Für Lokale sind besondere Räume mit selbstschließenden Türen und speziellen Klimaanlagen gesetzlich vorgeschrieben — im Mailänder Zigarrentempel "Cigair" ist dergleichen längst installiert. Ein Kunde des Hauses, der Opernsänger Luciano Pavarotti, soll sich am Montag besorgt per Telefon erkundigt haben, ob weiterhin Zigarren erlaubt seien - er wurde beruhigt.

Weniger exklusive Lokale aber haben Schwierigkeiten, die auf durchschnittlich 20.000 Euro geschätzten Einbaukosten zu finanzieren, weshalb sie sich zumeist darauf beschränken, die Raucher hinauszuschicken. Italiener stürzen ihren Espresso in wenigen Minuten hinunter. Deshalb haben die Kaffee-Bars mit der neuen Regelung kein Problem.

Steigende Nachfrage nach Nikotinpflastern

Schwieriger dürfte es in kleineren Anwaltskanzleien, Immobilienbüros oder Versicherungen werden, wo man acht Stunden lang arbeitet. Wenn beispielsweise ein Anwalt, der starker Raucher ist, eine nichtrauchende Bürohilfe beschäftigt, könnte leicht ein Kleinkrieg entstehen.

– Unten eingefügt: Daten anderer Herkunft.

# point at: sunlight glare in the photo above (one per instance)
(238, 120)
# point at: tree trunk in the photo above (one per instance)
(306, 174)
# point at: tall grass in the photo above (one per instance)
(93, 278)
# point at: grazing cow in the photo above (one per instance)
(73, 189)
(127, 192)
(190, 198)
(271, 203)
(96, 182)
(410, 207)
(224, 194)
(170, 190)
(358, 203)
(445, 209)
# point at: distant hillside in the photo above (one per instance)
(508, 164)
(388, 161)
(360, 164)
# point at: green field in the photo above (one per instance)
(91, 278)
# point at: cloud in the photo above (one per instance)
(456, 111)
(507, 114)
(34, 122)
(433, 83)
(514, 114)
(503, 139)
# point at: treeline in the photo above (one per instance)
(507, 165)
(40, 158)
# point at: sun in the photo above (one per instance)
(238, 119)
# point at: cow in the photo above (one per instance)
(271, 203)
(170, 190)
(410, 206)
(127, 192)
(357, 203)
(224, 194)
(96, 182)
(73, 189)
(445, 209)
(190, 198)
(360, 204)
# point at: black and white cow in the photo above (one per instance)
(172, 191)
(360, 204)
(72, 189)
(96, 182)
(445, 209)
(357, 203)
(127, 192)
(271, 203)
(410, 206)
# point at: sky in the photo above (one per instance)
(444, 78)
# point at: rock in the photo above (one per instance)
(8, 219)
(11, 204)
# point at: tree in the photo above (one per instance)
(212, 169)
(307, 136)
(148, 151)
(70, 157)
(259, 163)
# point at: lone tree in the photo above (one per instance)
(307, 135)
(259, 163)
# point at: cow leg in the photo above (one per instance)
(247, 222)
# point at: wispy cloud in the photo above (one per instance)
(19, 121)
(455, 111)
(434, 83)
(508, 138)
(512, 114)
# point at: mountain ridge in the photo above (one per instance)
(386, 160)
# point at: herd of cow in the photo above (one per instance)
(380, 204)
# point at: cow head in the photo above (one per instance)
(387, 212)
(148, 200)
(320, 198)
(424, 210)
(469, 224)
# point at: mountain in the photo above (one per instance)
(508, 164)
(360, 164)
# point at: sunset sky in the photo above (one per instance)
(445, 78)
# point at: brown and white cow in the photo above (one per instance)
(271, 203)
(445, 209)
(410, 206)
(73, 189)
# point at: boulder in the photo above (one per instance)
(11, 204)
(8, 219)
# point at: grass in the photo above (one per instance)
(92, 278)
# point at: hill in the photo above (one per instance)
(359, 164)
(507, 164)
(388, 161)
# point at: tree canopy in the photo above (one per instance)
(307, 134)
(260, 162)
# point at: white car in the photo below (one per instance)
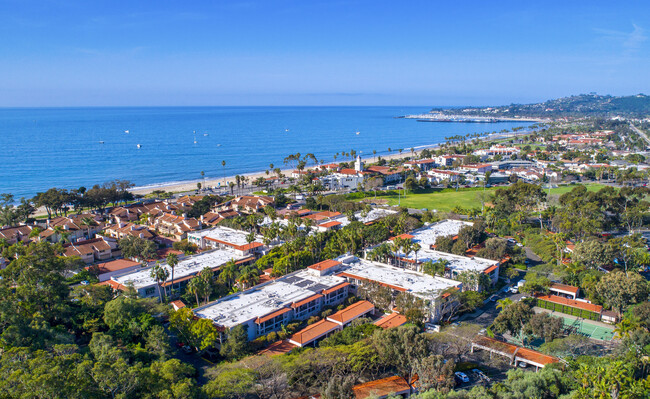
(461, 376)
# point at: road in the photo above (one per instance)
(640, 133)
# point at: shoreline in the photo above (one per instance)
(190, 185)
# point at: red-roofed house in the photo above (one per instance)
(392, 320)
(91, 250)
(573, 307)
(311, 334)
(105, 270)
(345, 316)
(563, 290)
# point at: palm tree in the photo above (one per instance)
(88, 222)
(172, 261)
(248, 277)
(626, 326)
(195, 286)
(206, 276)
(160, 274)
(228, 273)
(223, 163)
(504, 303)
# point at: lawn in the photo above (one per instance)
(447, 199)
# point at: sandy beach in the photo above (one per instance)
(215, 182)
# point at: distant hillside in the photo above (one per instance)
(574, 106)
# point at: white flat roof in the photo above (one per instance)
(188, 266)
(263, 299)
(427, 235)
(419, 284)
(374, 214)
(236, 237)
(456, 262)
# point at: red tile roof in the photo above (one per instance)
(324, 265)
(391, 320)
(306, 300)
(335, 288)
(536, 357)
(565, 287)
(278, 348)
(272, 315)
(571, 303)
(352, 312)
(490, 269)
(314, 331)
(349, 275)
(330, 224)
(114, 265)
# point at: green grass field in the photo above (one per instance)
(447, 199)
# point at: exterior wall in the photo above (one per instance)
(107, 276)
(298, 314)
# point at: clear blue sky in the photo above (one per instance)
(301, 52)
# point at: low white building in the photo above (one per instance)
(426, 236)
(368, 217)
(505, 152)
(455, 264)
(435, 176)
(431, 289)
(186, 269)
(226, 238)
(268, 306)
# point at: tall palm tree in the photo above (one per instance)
(160, 274)
(196, 286)
(172, 261)
(206, 275)
(504, 303)
(223, 163)
(228, 273)
(88, 222)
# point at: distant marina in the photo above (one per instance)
(150, 146)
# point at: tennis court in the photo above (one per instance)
(587, 328)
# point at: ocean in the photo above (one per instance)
(60, 147)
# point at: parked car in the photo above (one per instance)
(479, 374)
(462, 377)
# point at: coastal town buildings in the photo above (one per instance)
(90, 251)
(186, 269)
(226, 238)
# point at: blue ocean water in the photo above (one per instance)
(60, 147)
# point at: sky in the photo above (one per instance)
(299, 52)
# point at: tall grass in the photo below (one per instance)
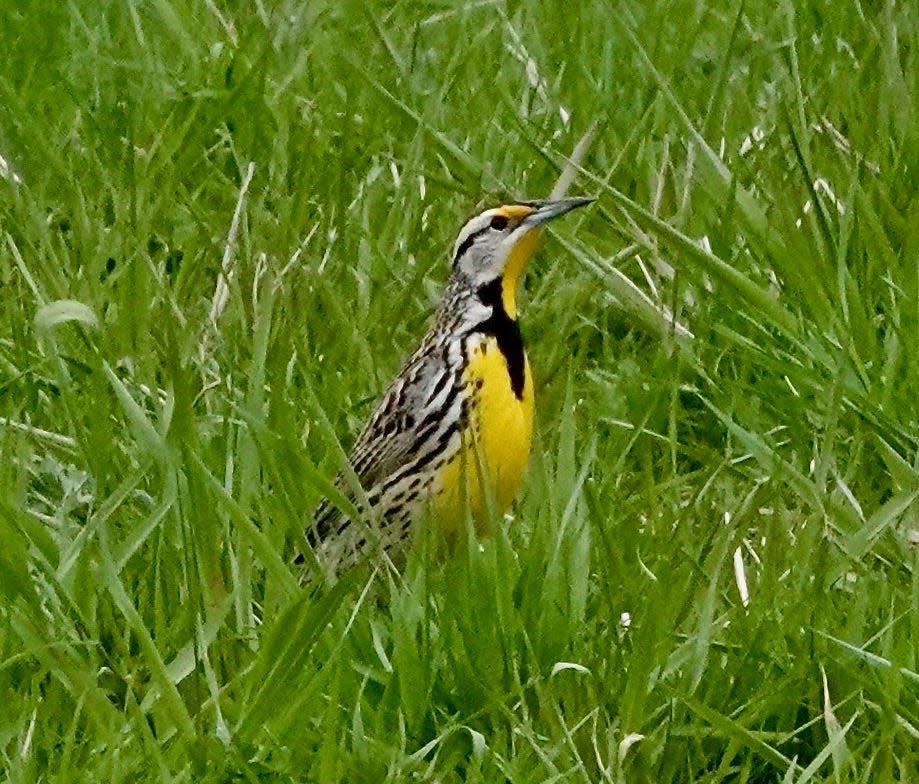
(222, 226)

In Turin prüft die Staatsanwaltschaft bereits, ob die Anti-Rauch-Regelung auch in der eigenen Wohnung gilt - wenn etwa eine nichtrauchende Haushaltsangestellte sich vom Qualm ihrer Arbeitgeber belästigt fühlt. Unterdessen wollen offenbar immer mehr Raucher das Laster loswerden.

So berichtet Andrea Mandelli vom Apothekerverband, die Nachfrage nach Nikotinpflastern und Anti-Rauch-Kaugummis sei "unglaublich gestiegen".